Ausprobieren und testen
Doch dies sind nicht die einzigen Attraktionen, welche die Besucherinnen und Besucher am Messestand ausprobieren konnten. Wer Lust auf eine Schlittschuhrunde hatte, konnte auf der Eisbahn die Eisgleiter schnüren. Und vom jungen und innovativen Unternehmen Wheelblades liessen sich die Wheelblades und der Safety Foot testen, zwei Produkte, welche die Mobilität von gehbehinderten Menschen massgeblich verbessern. Das Angebot für Messebesucherinnen und -besucher war gross, sagt Erne. «Das Freizeitvergnügen und das Erlebnis in der Natur war für alle Menschen, auch für die mit einer Beeinträchtigung, zugänglich », erklärt der Geschäftsführer der Stiftung Cerebral den Sinn der Auslegung des Messestandes an der Swiss Handicap 2019. Auch im Angebot war: ein behindertengerechtes Fahrzeug, mit dem man an der Messe zwar nicht herumchauffiert worden ist, doch das für ein vor kurzem gemeinsam lanciertes Angebot stand. «Europcar und die Stiftung Cerebral bieten aktuell an 13 Standorten in der Schweiz rollstuhlgängige Fahrzeuge an, die Organisationen oder Private für Ausflüge mieten können», sagt Erne. 

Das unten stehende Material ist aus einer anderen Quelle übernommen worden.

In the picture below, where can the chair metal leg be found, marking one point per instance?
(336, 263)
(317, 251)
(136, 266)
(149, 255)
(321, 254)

Gamechanger als Selbstverständnis
Der Stand repräsentierte die Ausrichtung der Stiftung perfekt, sagt Erne. «Wir verkauften keine Produkte oder Dienstleistungen. Wir ermöglichten mit dem Einsatz der Stiftung Cerebral und unseren Partnern, Menschen mit Beeinträchtigung in der Freizeit aktiv zu sein.» Mit dabei war auch die Impulsgeberin Cosanum, welche die Idee und das Konzept des Messeauftritts eng begleitet hat. «Wir arbeiten seit fast 30 Jahren mit der Stiftung Cerebral zusammen», erklärt Vincenzo Aricò, Creative Marketer of Violet Arts bei Cosanum das Engagement des Gesundheitslogistikers aus Schlieren. Die kreative Handschrift und die ausgewogene Komposition des Messestandes habe das Unternehmen bewogen, die Stiftung Cerebal tatkräftig mit Ideen und Fachwissen zu begleiten. «Wir unterstützen nur Projekte, die zum einen unserem Verständnis als Gamechanger entsprechen und zum anderen den Mut haben, auch unkonventionelle Wege zu gehen.» Mit dem Messekonzept sei der Stiftung ein wunderbarer und virtuoser Wurf ganz nach dem Selbstverständnis von Cosanum als Gamechanger gelungen, sagt Vincenzo Aricò.